How Can Reinforcement Learning Achieve Expert-level Placement?

arXiv cs.AI / 4/29/2026

💬 OpinionDeveloper Stack & InfrastructureIdeas & Deep AnalysisModels & Research

Key Points

  • The paper argues that RL-based chip placement often underperforms experts because its training rewards typically target wirelength optimization rather than the full set of implicit design objectives.
  • It proposes a reward-modeling approach that learns expert-quality guidance by starting from final expert placement layouts and inferring step-by-step expert trajectories.
  • The inferred trajectories are then used as demonstrations or preference signals to train a model that captures the latent rewards underlying expert results.
  • Experiments indicate the framework can learn efficiently from very limited data (even a single design) and generalize to new, unseen placement cases.
  • Overall, the work reframes reward design as the key bottleneck and provides a practical alternative to explicitly hand-coding complex placement processes.

Abstract

Chip placement is a critical step in physical design. While reinforcement learning (RL)-based methods have recently emerged, their training primarily focuses on wirelength optimization, and therefore often fail to achieve expert-quality layouts.

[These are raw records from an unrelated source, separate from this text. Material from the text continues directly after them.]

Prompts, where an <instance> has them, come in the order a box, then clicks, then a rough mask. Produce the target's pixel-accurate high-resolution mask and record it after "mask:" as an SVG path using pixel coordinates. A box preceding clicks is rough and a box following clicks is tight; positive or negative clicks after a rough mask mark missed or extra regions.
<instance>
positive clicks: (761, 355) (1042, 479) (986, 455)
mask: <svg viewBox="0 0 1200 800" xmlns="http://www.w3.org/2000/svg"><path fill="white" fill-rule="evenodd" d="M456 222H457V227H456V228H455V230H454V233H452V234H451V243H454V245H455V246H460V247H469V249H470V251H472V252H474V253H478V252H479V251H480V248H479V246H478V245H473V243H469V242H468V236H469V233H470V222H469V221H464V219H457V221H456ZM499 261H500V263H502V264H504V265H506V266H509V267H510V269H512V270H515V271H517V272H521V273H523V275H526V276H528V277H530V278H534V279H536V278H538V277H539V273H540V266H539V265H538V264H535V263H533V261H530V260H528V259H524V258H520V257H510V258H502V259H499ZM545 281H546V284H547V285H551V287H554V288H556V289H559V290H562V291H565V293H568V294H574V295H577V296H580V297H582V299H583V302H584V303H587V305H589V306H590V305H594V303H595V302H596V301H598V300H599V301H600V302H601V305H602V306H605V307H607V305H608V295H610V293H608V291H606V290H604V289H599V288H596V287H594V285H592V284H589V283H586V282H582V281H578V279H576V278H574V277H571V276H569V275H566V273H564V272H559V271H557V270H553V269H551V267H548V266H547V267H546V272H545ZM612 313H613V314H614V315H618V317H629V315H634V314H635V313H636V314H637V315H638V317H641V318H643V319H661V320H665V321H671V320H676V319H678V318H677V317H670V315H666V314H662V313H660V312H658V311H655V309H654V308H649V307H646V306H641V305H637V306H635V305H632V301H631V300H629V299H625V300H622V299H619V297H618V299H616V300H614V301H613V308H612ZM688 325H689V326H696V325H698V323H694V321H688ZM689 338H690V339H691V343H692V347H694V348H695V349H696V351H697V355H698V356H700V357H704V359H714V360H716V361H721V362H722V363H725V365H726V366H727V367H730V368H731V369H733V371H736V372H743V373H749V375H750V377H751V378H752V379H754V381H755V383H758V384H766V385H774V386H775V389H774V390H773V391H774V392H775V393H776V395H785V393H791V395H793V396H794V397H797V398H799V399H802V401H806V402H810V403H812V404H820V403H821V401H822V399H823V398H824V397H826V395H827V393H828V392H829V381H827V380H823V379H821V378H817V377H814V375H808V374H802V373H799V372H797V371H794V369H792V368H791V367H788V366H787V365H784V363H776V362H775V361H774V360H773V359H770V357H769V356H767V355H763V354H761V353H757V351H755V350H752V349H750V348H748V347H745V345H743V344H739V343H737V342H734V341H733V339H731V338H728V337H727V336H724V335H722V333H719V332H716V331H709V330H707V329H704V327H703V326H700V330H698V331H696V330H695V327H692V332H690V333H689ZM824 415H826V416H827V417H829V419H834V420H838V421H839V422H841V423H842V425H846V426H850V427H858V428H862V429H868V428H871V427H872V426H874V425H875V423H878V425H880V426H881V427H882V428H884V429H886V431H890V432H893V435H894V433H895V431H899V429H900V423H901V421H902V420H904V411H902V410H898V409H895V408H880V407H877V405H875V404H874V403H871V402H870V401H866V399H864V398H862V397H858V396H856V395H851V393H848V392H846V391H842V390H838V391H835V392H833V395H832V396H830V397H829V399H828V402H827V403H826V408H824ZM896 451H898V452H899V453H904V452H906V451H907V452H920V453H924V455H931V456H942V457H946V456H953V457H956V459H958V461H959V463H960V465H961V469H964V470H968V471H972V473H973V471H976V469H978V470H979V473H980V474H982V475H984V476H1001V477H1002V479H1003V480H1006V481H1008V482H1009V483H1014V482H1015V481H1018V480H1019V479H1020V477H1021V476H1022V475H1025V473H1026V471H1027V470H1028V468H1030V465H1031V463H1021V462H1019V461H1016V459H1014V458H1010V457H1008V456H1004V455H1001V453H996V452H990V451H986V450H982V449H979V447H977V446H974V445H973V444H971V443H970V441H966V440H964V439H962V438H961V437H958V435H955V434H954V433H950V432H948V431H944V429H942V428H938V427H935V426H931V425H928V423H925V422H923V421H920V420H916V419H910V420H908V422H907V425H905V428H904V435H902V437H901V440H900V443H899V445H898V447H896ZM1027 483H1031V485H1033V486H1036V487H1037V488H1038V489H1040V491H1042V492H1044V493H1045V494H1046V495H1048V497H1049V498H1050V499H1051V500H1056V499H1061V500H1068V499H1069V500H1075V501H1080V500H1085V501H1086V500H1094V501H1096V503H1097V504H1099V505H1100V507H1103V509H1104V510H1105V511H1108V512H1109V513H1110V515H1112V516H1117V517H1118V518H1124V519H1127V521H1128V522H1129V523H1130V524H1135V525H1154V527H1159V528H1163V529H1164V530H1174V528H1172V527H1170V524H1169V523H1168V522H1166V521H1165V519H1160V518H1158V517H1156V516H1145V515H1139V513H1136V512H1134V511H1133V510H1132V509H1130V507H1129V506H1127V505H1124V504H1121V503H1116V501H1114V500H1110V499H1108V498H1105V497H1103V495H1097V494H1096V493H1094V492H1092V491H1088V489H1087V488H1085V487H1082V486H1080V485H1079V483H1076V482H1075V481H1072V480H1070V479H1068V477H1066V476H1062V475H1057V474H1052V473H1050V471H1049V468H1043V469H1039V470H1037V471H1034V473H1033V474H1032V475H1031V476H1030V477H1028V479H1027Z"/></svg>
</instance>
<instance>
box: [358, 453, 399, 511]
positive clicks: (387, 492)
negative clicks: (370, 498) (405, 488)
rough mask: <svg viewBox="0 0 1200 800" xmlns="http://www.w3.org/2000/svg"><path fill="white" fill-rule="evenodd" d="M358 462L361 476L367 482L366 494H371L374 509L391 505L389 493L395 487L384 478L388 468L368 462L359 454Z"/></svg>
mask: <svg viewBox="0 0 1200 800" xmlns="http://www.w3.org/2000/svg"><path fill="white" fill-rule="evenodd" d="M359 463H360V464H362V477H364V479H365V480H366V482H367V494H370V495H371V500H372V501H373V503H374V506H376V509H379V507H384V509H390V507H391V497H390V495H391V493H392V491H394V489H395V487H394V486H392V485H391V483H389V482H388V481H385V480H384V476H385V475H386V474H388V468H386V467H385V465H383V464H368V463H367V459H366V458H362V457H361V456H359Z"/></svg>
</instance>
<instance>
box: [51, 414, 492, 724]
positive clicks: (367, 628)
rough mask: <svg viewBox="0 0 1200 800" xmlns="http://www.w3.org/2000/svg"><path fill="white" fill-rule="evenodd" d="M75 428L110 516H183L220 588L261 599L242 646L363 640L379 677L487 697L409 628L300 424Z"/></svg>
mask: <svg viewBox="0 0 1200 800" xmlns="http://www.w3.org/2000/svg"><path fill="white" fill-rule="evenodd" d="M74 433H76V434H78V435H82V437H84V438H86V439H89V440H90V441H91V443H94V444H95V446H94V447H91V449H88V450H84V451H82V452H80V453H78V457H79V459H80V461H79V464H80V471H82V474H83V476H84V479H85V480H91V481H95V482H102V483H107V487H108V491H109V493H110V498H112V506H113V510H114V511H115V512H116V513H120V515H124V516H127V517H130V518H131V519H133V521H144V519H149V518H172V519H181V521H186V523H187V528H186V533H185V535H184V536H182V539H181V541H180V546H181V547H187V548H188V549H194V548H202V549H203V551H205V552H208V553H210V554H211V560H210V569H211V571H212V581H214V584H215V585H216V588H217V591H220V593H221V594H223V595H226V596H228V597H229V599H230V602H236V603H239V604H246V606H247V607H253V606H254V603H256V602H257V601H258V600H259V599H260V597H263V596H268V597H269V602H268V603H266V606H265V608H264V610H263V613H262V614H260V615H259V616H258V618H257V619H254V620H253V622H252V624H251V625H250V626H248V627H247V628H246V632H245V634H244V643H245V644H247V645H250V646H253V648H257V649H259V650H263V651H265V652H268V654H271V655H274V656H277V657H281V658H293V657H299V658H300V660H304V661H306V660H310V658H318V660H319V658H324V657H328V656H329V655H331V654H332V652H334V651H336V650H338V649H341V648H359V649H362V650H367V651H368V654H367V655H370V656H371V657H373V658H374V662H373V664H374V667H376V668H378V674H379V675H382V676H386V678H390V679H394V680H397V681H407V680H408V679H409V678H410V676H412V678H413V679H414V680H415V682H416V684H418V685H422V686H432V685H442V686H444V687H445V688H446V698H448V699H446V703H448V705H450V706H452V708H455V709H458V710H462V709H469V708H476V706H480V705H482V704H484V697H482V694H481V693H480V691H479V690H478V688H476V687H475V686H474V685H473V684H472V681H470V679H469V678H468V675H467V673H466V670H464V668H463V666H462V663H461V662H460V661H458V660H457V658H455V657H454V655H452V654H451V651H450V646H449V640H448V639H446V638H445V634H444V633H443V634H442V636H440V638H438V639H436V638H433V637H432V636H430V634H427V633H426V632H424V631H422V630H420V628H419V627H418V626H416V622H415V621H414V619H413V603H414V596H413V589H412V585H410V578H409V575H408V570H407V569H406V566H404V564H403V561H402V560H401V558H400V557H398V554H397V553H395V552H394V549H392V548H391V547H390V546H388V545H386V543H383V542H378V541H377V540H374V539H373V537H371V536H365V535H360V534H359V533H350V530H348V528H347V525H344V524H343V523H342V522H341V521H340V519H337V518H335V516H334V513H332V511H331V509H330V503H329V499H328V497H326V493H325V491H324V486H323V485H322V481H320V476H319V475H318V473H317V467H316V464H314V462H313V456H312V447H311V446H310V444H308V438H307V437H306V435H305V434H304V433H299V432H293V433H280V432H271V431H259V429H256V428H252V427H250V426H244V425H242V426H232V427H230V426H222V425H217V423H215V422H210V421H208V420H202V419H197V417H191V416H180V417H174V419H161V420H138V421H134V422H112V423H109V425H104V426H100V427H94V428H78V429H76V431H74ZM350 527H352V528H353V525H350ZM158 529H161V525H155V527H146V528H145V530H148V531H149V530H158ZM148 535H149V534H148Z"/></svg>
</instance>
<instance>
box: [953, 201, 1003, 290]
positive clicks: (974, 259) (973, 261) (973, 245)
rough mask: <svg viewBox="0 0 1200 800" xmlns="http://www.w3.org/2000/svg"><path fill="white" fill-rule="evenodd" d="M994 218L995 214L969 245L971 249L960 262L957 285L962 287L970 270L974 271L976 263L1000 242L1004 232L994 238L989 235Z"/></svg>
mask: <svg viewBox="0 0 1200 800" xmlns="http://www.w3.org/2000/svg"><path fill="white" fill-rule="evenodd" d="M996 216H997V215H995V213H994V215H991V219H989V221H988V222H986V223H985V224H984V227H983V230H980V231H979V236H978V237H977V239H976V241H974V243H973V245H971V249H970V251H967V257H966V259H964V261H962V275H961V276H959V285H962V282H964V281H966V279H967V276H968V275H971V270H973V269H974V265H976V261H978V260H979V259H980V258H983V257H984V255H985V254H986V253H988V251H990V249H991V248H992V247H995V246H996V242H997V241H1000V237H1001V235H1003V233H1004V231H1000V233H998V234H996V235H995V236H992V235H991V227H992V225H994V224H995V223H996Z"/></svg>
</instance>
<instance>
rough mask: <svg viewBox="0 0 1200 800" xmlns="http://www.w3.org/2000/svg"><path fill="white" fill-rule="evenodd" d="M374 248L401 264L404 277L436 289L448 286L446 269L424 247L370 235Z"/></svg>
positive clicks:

We identify the reward design as the primary cause for the performance gap with experts, and instead of formalizing intricate processes, we circumvent this by directly learning from expert layouts to derive a reward model. Our approach starts from the final expert layouts to infer step-by-step expert trajectories. Using these trajectories as demonstrations or preferences, we train a model that captures the latent implicit rewards in expert results. Experiments show that our framework can efficiently learn from even a single design and generalize well to unseen cases.